Sevgili meslektaşlarım,

Meslek alanlarımıza giren işlerin önemli bir kısmı Yerel Yönetimlerin sorumluluk ve yetkileri dâhilinde olan kamusal veya yarı kamusal alanlardır. Bu nedenle yerel yönetim çalışmalarına katılmak, bu çalışmaları izlemek ve denetlemek mesleki sorumluluklarımızdan biridir.

 

Kamuoyunda en çok Peyzaj Mimarlığı ile ilgili olmasına karşın; en az söz verilen bir olay Kentimizde uzun süre tartışılmış ve tartışılmaya da devam edecektir. Bu olay popüler adıyla "Kırmızı Palmiye Böceği"dir. Mısır‘dan ithal edilen hurmalarla kentimize taşınan ve Kentimiz karakteristikleri arasında yer alan hurmaları (Phoenix caneriensis) ölüme götüren bu böcekler konusunda yaptığımız uyarılar ciddiye alınmadığı gibi; neden bir şeyler yapmadığımız konusunda paylanmamız söz konusu edilmiştir.

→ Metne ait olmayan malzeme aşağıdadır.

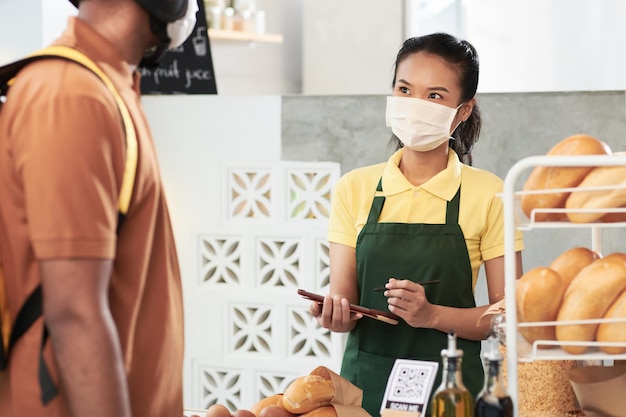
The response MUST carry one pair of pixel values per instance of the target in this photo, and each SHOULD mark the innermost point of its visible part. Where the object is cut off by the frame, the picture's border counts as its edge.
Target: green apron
(418, 252)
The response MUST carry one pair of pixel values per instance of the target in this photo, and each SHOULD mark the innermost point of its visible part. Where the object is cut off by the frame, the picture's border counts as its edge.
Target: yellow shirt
(480, 212)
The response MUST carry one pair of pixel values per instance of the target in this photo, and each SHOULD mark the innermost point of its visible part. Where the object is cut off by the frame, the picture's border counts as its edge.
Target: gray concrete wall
(351, 130)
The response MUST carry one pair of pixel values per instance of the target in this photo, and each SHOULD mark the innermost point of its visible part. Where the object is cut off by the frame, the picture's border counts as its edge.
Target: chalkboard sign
(187, 69)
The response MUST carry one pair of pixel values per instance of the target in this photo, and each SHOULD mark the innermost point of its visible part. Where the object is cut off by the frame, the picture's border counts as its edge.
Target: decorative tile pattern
(271, 240)
(308, 193)
(251, 329)
(220, 260)
(278, 262)
(221, 386)
(271, 383)
(305, 338)
(249, 193)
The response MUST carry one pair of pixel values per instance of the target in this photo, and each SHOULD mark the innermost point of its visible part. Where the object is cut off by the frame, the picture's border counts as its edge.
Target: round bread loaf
(547, 178)
(569, 263)
(588, 297)
(538, 296)
(611, 177)
(307, 393)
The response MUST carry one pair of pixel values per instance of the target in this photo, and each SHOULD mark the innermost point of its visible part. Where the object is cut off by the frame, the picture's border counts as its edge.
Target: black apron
(419, 252)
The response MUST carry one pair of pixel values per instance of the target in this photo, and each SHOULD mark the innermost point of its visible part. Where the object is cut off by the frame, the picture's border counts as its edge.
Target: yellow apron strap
(130, 165)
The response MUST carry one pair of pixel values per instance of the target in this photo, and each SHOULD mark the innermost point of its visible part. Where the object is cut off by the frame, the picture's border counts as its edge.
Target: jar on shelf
(228, 19)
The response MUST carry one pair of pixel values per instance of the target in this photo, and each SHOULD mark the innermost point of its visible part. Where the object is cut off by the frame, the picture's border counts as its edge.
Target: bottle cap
(492, 352)
(452, 351)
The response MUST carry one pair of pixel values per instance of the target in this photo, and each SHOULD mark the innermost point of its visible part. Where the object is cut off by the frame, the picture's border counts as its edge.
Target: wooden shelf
(233, 35)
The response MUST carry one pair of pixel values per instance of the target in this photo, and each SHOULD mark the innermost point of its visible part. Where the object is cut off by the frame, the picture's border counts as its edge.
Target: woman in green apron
(425, 214)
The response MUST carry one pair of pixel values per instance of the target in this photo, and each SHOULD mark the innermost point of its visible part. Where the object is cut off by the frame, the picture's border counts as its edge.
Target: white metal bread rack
(514, 219)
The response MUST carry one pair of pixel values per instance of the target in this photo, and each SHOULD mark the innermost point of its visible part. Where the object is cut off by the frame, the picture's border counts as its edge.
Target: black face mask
(153, 56)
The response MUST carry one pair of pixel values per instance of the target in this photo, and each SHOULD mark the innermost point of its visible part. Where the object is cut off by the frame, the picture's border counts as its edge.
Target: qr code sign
(410, 384)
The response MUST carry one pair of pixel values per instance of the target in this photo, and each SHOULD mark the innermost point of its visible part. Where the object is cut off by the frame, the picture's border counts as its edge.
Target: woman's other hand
(334, 314)
(407, 299)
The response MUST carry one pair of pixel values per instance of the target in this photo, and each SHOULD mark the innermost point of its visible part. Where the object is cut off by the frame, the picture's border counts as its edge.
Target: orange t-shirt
(61, 165)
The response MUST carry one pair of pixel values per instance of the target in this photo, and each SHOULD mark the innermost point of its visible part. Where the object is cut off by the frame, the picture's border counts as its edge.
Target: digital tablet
(384, 316)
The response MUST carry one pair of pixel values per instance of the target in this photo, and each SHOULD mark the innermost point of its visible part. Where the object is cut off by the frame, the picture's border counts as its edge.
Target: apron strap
(452, 210)
(377, 204)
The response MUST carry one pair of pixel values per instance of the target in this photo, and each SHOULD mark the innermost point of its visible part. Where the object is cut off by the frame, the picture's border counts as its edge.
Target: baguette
(326, 411)
(272, 400)
(571, 262)
(546, 178)
(538, 294)
(588, 296)
(307, 393)
(275, 411)
(613, 197)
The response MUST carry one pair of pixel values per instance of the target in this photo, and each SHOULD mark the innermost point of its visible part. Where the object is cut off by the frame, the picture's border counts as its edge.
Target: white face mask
(179, 30)
(421, 125)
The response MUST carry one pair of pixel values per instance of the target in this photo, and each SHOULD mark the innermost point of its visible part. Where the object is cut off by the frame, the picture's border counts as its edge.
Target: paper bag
(600, 389)
(348, 397)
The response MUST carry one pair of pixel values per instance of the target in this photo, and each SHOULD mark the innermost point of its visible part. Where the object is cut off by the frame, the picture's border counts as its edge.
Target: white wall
(349, 46)
(529, 45)
(556, 45)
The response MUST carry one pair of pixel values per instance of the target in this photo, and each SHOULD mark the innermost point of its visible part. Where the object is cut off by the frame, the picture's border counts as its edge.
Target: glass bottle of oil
(451, 398)
(493, 400)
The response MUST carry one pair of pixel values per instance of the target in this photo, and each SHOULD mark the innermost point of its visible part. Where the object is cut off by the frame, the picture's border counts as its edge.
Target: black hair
(463, 56)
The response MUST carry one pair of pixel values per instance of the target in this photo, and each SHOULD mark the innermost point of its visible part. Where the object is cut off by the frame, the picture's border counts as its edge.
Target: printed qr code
(410, 384)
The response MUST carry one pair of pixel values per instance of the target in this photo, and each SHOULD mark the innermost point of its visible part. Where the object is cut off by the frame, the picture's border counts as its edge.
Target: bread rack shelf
(514, 218)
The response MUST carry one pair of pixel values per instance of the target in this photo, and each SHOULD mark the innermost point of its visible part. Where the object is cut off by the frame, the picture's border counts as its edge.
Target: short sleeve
(70, 170)
(492, 243)
(342, 221)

Oysa 29 Nisan 2006 günü Kanal A televizyonu Akşam haberlerinde: şahsımla Oda Şubemizde yapılan röportaj yayınlanmış, ancak; anılan böcek konu edilmesine karşın muhataplarından hiçbir tepki alınmamıştır. Kısaca es geçilmiştir.

 

Biz PMO Adana Şubesi olarak Kabasakal civarında dikimi yapılan ithal hurmaların yol ağaçlandırması için uygun olabileceğini, fiyatlarını bilemediğimizi, büyük olmalarının sakınca yaratmadığını, ancak; taşıdığı böcek(zararlı) nedeniyle dünya üzerinde karantinada olduğunu, bu nedenle dikiminin olumsuz olacağını bildirdik. Dahası bildirdiğimizden sonra ölmüş olan ithal hurmaların yenileri ile değiştirildiğine tanık olduk.

 

Biz mesleğimizin bize yüklediği sorumluluk duygusuyla üzerimize düşeni zamanında yapmışız. Ne yazık ki ilginin yaratılması için hurmalarımızın ölümü gerekiyormuş. Kuşkusuz çok üzüldük ama sorumlusu olmadığımızı biliyoruz.

 

Sevgili meslektaşlarım,

Geçtiğimiz çalışma döneminin sona erdiği bu gün; mesleğimizin tanımı, alanları, sorumlulukları bilimsel kriterler ışığında tanımlanmış ve kamusal mevzuat içerisinde yerini almıştır. Artık meslektaşların bayrağa sarılarak daha yukarılara taşıma dönemi başlamıştır.

 

Zor zamanlardan başarıyla çıkmak için; birbirimize daha çok destek olmalı ve bilime daha çok sarılmalıyız.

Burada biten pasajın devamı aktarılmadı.